How to read SQL queries you didn't write

Most internship work eventually involves opening a SQL file someone wrote three years ago and trying to figure out what it does. CS classes teach you to write small queries from scratch. They almost never teach you to read 200-line monsters with five JOINs, a subquery, two CTEs, and a window function. Here's the method that works.

The mental shift: SQL doesn't run in the order it's written

The single insight that makes complex SQL readable. SQL is a declarative language: you describe what you want, the database figures out how. The result is that the keywords don't execute in the order you read them.

The actual execution order:

  1. FROM (and JOIN): get the source tables, smush them together
  2. WHERE: filter rows
  3. GROUP BY: bucket rows
  4. HAVING: filter buckets
  5. SELECT: pick the columns to return (and compute expressions)
  6. DISTINCT: remove duplicates
  7. ORDER BY: sort the result
  8. LIMIT / OFFSET: trim

So when you read a query, start from FROM and work your way through that order, not from SELECT downward. The SELECT at the top is the last logical step, even though it appears first.

The five-step reading method

For any query, regardless of complexity:

Step 1: Find the FROM block, identify the source tables

What tables is this query pulling from? List them on a piece of paper or in a comment.

SELECT u.email, COUNT(o.id) AS order_count
FROM users u
LEFT JOIN orders o ON o.user_id = u.id
WHERE u.created_at > '2026-01-01'
GROUP BY u.email
HAVING COUNT(o.id) > 0
ORDER BY order_count DESC
LIMIT 50;

Source tables: users (aliased u) and orders (aliased o). Two tables. The LEFT JOIN tells me orders is being attached to users, with users as the primary set.

Step 2: Read the WHERE clause to understand what's being filtered

What rows are being kept?

In the example: u.created_at > '2026-01-01'. Only users created after Jan 1, 2026.

Step 3: Look for GROUP BY and HAVING

If they exist, the query is doing aggregation. The result will be one row per group (per GROUP BY value), not one row per source-table row.

Here: GROUP BY u.email. So we get one row per user email. HAVING COUNT(o.id) > 0 drops users who have no orders. Notice this filters after aggregation; you can't put aggregate conditions in WHERE.

Step 4: Read the SELECT list

Now you can see what's actually being returned. u.email and the count of orders. One column is from a source row, the other is computed.

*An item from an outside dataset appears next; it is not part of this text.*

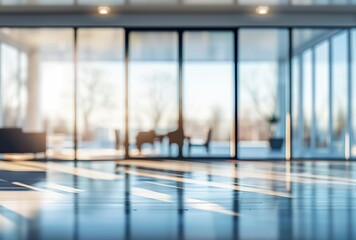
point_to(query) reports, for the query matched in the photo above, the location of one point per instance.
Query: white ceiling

Step 5: ORDER BY and LIMIT

Sort by order count descending, top 50 results.

Reading order: tables → filter → group → filter groups → pick columns → sort → trim. After a few times this becomes automatic.

JOINs: the four kinds, in plain English

Every relational query you'll read uses some flavor of JOIN. Four to know:

INNER JOIN

"Give me only the rows where both tables have a match."

SELECT u.email, o.total
FROM users u
INNER JOIN orders o ON o.user_id = u.id;

Users with no orders are dropped. Orders with no matching user (data integrity bug) are also dropped.

LEFT JOIN (most common in real code)

"Give me all rows from the left table, plus matching rows from the right. Fill the right side with NULL when there's no match."

SELECT u.email, o.total
FROM users u
LEFT JOIN orders o ON o.user_id = u.id;

All users included, even those with no orders. o.total will be NULL for those users. This is what most "show me users plus their orders" queries actually want.

RIGHT JOIN

Mirror image of LEFT JOIN. Almost never used in practice; people just flip the table order and use LEFT.

FULL OUTER JOIN

All rows from both tables, NULLs where there's no match. Rare. When you do see it, the query is usually doing some kind of reconciliation: "show me what's in either table, even if it's not in the other."

CROSS JOIN

Cartesian product: every row of A paired with every row of B. Almost always a bug if you see one accidentally (no ON clause). Used deliberately for things like generating combinations.

The "where did this row come from" trick

When you can't figure out what a query is doing, run a simplified version that returns the joined rows before any aggregation:

-- Original query
SELECT u.email, COUNT(o.id) AS order_count
FROM users u LEFT JOIN orders o ON o.user_id = u.id
WHERE u.created_at > '2026-01-01'
GROUP BY u.email
HAVING COUNT(o.id) > 0;

-- Simplified version to see raw joined rows
SELECT u.id, u.email, u.created_at, o.id AS order_id, o.total
FROM users u LEFT JOIN orders o ON o.user_id = u.id
WHERE u.created_at > '2026-01-01'
LIMIT 30;

Run the second query. You see the raw shape: one row per user-order combination. Now the GROUP BY and COUNT in the original makes intuitive sense. This trick is gold for understanding any aggregation query.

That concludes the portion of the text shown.